In a segment dedicated to industry history, Tim Byers poses a trivia question to listeners: “What company is generally considered history's first biotech?” The initial response from Carl Thiel suggests Cetus Corp as the pioneer, challenging the widely held belief that Genentech, founded in 1976, was the first.
Thiel elaborates, “Cetus Corp was founded five years before Genentech in 1971 and developed PCR technology, cementing them as the first biotech company” (19:20). This revelation underscores the relatively young age of the biotech industry, with foundational companies like Cetus Corp, Genentech, and others like Sarepta and Biogen having origins in the early 1970s and maintaining a presence today.
As the episode wraps up, Tim Byers and Carl Thiel reflect on the dynamic nature of the biotech sector. Thiel emphasizes the ongoing innovations and the continuous emergence of pioneering companies that keep the industry vibrant and full of potential.
Notable Quotes:
Tim Byers (00:36): “The total VC funding in biotech increased year over year for the first time since 2021.”
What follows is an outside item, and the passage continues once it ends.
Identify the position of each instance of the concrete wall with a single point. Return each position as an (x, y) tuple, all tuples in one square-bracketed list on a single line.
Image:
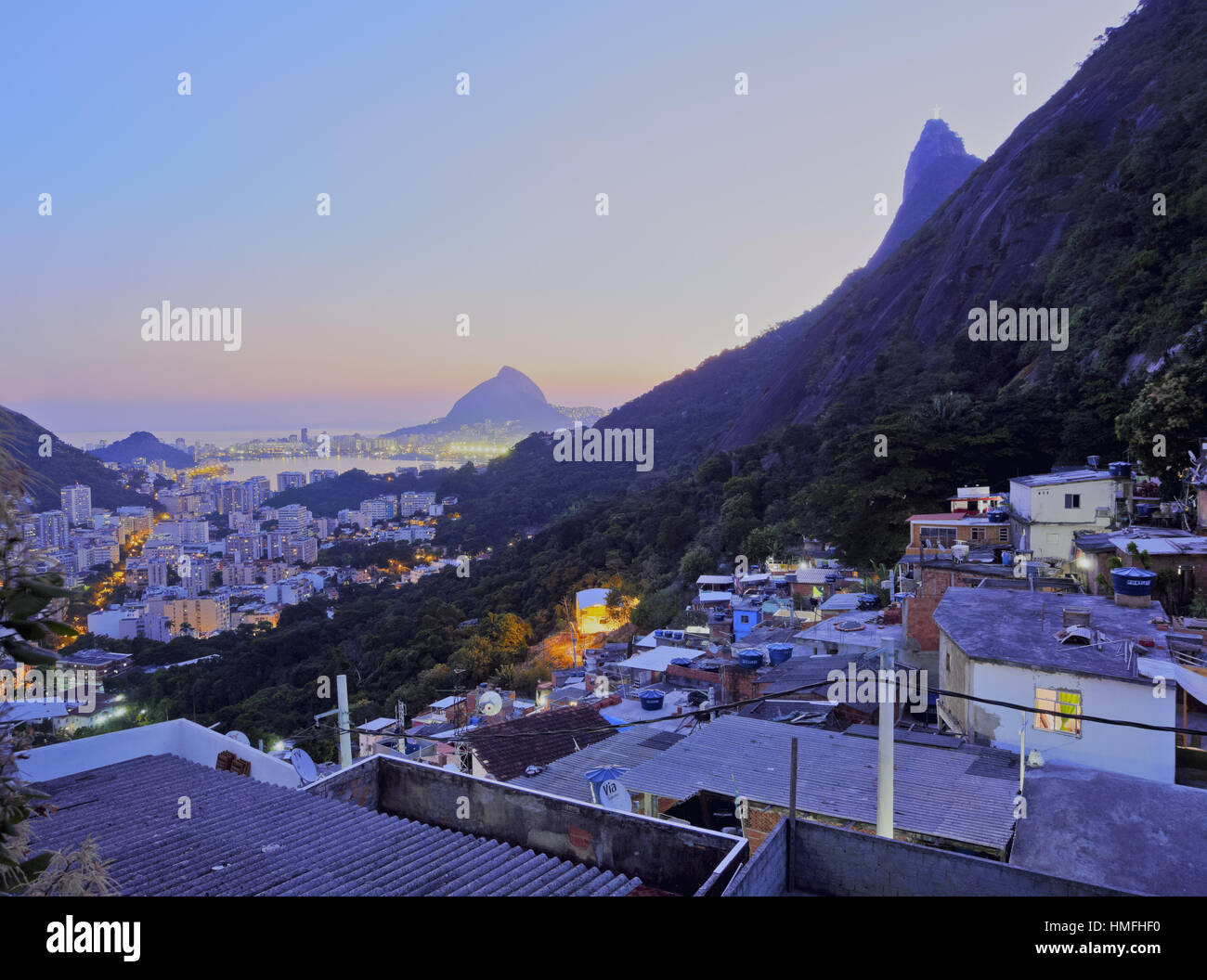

Carl Thiel (01:58): “I really see a lot of things going up. I think what you're seeing is this stabilization and this kind of waiting.”
Carl Thiel (07:49): “I think it's a better time honestly for taking very careful picks within the sector rather than just broad market exposure.”
Carl Thiel (12:22): “If you're oriented towards safety and stability, Lilly is plainly the better company to go with.”
Carl Thiel (15:17): “Oh, it absolutely is. Viking has a lot of work ahead of them, but they're very confident in the product.”
Carl Thiel (19:20): “Cetus Corp was founded five years before Genentech in 1971 and developed PCR technology, cementing them as the first biotech company.”
Key Takeaways:
Biotech Funding Growth: Significant increase in VC funding signals renewed investor confidence.
Private Market Influence: Family offices are playing a larger role in early-stage biotech investments.
Selective Investing: Picking individual biotech stocks with strong fundamentals may outperform broad ETFs like XBI.
M&A Prospects: Companies like Viking Therapeutics present high-risk, high-reward opportunities and are attractive acquisition targets.
Industry Origins: Cetus Corp is recognized as the first biotech company, predating Genentech.
For those interested in diving deeper into biotech investment opportunities or understanding the historical context of the industry, this episode of Motley Fool Money provides valuable insights and expert analysis.